Fazilet Hanım ve Kızları: İmkânsız zaman alır

Fazilet Hanım ve Kızları: İmkânsız zaman alır
Merhaba,

YağHaz’lananlardan mısınız? Son (kırk birinci) bölüm sonrası dizinin resmi sosyal medya hesabı bile #YağHaz etiketini kalpli malpli kullanıp paylaşım yaptığına göre, sanırım artık 80 milyon (^.^) olarak bu gerçeği kabullenmeliyiz: “YAĞHAZ”LANDIK. Ve bu sitede de bir YağHaz yazısı olmasının zamanı gelmişti artık (Valandil’e selam olsun 😊).

Zamanında, herkesin ertesi sabah işte-okulda muhabbetini yapacak derecede tutkuyla seyrettiği, entrika-yalı kombolu dizilerin şahı Aşk-ı Memnu’ya bile pas vermemiş olan ben, ismi “Fazilet Hanım ve Kızları” olan bir diziyi ciddi ciddi takip ediyor olduğum gerçeğini kabullenmekte oldukça zorlandım takdir edersiniz ki. İşte bu noktada bu yazının yazılmasına da sebep olan Yağız ve Hazan’ın hikâyesine geliyoruz.
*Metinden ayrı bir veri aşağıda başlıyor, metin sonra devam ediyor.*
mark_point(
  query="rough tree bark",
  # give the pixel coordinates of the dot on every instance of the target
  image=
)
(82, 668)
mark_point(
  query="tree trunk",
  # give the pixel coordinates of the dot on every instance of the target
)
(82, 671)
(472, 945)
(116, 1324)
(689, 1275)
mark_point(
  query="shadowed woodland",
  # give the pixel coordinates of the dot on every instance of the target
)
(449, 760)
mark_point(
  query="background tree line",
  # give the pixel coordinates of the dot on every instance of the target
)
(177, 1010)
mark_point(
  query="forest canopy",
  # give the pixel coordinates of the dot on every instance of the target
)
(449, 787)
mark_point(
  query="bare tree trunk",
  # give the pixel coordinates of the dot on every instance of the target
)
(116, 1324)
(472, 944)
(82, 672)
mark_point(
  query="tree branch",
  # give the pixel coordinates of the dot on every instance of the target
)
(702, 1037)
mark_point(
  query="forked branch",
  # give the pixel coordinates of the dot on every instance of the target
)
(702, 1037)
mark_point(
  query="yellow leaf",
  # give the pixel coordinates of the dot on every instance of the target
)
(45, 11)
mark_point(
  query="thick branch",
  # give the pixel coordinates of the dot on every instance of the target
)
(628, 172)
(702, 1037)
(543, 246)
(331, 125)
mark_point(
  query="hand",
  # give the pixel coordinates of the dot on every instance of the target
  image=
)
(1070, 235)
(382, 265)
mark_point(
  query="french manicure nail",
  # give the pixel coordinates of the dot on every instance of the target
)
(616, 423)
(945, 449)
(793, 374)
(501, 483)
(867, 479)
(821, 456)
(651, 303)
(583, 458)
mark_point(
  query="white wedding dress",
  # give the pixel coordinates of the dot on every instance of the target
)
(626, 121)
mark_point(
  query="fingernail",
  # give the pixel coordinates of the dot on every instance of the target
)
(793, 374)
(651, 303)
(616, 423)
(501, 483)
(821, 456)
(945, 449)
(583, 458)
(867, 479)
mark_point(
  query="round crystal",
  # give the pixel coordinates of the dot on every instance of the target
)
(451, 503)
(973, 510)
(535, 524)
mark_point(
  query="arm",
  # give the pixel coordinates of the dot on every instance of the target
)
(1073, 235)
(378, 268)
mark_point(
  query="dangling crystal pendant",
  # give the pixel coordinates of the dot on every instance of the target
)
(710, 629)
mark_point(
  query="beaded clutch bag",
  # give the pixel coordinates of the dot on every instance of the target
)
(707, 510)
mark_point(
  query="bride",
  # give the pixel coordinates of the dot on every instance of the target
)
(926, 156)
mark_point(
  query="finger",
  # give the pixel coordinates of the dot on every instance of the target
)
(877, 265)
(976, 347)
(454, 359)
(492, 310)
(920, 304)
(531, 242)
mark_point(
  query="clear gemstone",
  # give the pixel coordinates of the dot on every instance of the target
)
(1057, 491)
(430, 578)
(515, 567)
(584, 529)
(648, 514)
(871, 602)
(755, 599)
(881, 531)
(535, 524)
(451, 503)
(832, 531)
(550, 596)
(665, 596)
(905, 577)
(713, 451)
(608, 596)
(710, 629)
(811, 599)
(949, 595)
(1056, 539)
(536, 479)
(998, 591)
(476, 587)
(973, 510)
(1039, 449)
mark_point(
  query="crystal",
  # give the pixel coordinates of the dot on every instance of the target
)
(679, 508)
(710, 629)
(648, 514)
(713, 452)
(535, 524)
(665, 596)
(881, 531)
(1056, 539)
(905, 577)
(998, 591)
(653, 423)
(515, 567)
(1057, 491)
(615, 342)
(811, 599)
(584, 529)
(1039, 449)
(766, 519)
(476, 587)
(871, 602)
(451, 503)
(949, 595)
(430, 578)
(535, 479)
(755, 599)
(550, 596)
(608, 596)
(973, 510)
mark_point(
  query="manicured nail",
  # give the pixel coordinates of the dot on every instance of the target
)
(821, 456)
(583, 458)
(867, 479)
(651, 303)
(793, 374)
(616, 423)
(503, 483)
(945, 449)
Dizinin ilk sezonunu hiç izlememiştim. Zira hasbelkader zaplarken Star’da durunca en sık gördüğüm şeyler; hayattaki en ulvi amacı kapağı birtakım benzer konseptli (aşağıdakiler-yukarıdakiler) dizilerden de görsel olarak aşina olunan bir yalıya (hâlâ yalıda oturan zengin var mı bu arada, sadece soruyorum?) atma ve bu uğurda kızlarını yalının muhtelif erkek kişilerine yamama taktikleri içerisinde gerekli-gereksiz bas bas bağıran bir Fazilet ile en alakasız mahiyette bile sürekli üstü çıplak bir şekilde ortalarda gezinen, evin oğlu olduğunu tahmin ettiğim esmer çocuk oluyordu. Esmer çocuğun (evet Sinan işte, sonradan öğrendim ismini tabii) biraz da bu tarafa soyunayım temalı pozları bizim evde dalga konusu olup eğlendirse de, Fazilet’in aşırı gürültülü çaçaron halleri çekilecek çile değildi doğrusu.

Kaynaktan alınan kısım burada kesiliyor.